A plume of exhaust and steam appears from the base of the Falcon 9 rocket Thursday during a hold-down engine firing. Credit: Steven Young/Spaceflight Now

Moving closer toward launch Monday with a South Korean communications satellite, a SpaceX Falcon 9 rocket fired its nine Merlin main engines Thursday on a launch pad in Florida in a key preflight readiness test.

The Merlin 1D engines fired at 12 p.m. EDT (1600 GMT) Thursday as hold-down restraints kept the two-stage Falcon 9 rocket anchored at pad 39A. Once engineers complete a data review, ground crews will roll the Falcon 9 back to its hangar to meet the Koreasat 5A communications satellite.

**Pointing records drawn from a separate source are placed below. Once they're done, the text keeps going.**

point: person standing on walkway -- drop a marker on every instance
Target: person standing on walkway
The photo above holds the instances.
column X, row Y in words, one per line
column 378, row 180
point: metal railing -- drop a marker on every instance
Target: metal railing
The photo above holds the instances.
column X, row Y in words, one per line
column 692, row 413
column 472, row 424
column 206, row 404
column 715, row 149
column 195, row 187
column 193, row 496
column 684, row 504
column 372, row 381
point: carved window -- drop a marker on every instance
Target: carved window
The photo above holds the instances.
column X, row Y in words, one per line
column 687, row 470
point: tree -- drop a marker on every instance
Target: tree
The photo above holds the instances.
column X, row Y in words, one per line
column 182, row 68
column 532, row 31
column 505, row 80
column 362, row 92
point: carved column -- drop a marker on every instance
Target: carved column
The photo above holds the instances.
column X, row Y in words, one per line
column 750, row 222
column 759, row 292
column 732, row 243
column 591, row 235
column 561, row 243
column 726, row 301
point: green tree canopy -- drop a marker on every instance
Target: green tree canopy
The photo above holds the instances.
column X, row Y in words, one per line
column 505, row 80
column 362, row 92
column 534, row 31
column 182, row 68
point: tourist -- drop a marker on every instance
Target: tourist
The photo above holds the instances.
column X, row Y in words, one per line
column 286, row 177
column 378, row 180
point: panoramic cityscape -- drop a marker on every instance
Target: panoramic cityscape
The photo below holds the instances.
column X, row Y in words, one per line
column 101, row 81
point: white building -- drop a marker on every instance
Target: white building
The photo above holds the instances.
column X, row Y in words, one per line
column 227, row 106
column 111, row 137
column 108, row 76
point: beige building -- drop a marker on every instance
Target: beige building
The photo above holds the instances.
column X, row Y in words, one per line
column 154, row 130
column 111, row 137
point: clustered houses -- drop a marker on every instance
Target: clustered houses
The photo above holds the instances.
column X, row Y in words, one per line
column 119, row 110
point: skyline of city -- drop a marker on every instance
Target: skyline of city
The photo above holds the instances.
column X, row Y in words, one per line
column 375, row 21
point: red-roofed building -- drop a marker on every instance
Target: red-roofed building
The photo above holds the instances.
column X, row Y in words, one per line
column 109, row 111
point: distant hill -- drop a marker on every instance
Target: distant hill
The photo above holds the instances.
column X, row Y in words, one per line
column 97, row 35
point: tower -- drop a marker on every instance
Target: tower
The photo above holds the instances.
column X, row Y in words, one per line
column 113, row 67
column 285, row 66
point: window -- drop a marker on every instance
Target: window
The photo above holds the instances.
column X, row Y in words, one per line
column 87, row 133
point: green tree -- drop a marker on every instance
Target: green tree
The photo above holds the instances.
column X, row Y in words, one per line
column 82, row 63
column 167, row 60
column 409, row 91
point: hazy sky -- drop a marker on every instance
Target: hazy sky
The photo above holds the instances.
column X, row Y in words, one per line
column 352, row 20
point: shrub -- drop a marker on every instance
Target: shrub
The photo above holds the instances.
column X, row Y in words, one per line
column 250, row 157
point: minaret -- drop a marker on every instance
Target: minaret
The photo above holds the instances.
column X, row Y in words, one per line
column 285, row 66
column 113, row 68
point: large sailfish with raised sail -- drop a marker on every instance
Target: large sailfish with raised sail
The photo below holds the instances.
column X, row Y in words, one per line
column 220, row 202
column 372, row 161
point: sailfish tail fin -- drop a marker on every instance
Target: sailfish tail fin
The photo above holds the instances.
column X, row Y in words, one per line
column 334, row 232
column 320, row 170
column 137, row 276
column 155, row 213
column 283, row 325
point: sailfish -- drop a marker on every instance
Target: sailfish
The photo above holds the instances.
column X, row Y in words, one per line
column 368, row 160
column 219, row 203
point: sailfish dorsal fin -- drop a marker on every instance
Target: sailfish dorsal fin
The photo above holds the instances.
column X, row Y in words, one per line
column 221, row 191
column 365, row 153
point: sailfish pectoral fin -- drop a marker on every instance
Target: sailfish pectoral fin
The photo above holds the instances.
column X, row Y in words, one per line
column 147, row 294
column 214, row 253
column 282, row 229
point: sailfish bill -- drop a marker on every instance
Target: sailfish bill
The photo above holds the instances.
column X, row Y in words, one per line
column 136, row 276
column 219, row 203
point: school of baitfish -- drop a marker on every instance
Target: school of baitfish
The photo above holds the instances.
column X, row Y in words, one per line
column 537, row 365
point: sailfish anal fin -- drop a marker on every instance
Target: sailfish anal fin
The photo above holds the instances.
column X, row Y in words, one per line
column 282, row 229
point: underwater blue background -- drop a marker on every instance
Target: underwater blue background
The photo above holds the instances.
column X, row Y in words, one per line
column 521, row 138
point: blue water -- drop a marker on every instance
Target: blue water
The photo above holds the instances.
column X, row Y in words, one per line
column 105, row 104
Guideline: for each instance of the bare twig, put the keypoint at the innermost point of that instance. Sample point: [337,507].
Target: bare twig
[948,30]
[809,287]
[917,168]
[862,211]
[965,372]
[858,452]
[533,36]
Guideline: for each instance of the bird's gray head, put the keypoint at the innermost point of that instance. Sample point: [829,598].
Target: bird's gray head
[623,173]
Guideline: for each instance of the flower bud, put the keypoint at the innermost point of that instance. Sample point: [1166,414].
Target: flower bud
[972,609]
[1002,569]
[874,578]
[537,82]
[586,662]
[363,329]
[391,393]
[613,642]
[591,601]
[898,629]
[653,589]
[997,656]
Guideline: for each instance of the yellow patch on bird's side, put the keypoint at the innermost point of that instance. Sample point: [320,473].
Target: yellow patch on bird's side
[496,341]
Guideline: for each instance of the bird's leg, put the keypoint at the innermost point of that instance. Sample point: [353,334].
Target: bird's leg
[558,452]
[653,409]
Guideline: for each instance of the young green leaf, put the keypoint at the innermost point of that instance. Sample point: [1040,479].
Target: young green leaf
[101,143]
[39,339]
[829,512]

The rocket was moved to pad 39A from SpaceX’s integration hangar about a quarter-mile to the south, where technicians assembled the newly-built two-stage launcher. The Falcon 9 was without its payload for Thursday’s hotfire test, a change in practice instituted last year after a rocket exploded minutes before a similar hold-down firing, destroying an Israeli communications satellite on-board.

Once the Falcon 9 is back in the hangar near pad 39A, workers will attach the rocket’s payload shroud containing the Koreasat 5A satellite.

It will be rolled back out to pad 39A, a seaside launch complex formerly used by Saturn 5 moon rockets and the space shuttle, over the weekend for a liftoff currently scheduled for Monday afternoon.

Monday’s launch window opens at 3:34 p.m. EDT (1934 GMT) and extends to 5:58 p.m. EDT (2158 GMT).

The Koreasat 5A launch will mark SpaceX’s 16th mission of the year, and the 44th Falcon 9 flight overall since June 2010.

Built by Thales Alenia Space, Koreasat 5A will provide direct-to-home television broadcasting and other communications services in Korea, Japan, the Philippines, Guam, and Southeast Asia. Other coverage zones will include the Middle East and East Africa, where Koreasat 5A will support maritime communications.

The Falcon 9 rocket will deploy Koreasat 5A into an elliptical, egg-shaped transfer orbit on the way to an eventual operating position in geostationary orbit 22,300 miles (35,800 kilometers) over the equator.

Owned by KTsat of South Korea, the new satellite will replace Koreasat 5 launched in 2006.

The Falcon 9’s first stage will aim for landing on SpaceX’s drone ship floating several hundred miles downrange in the Atlantic Ocean for recovery and reuse.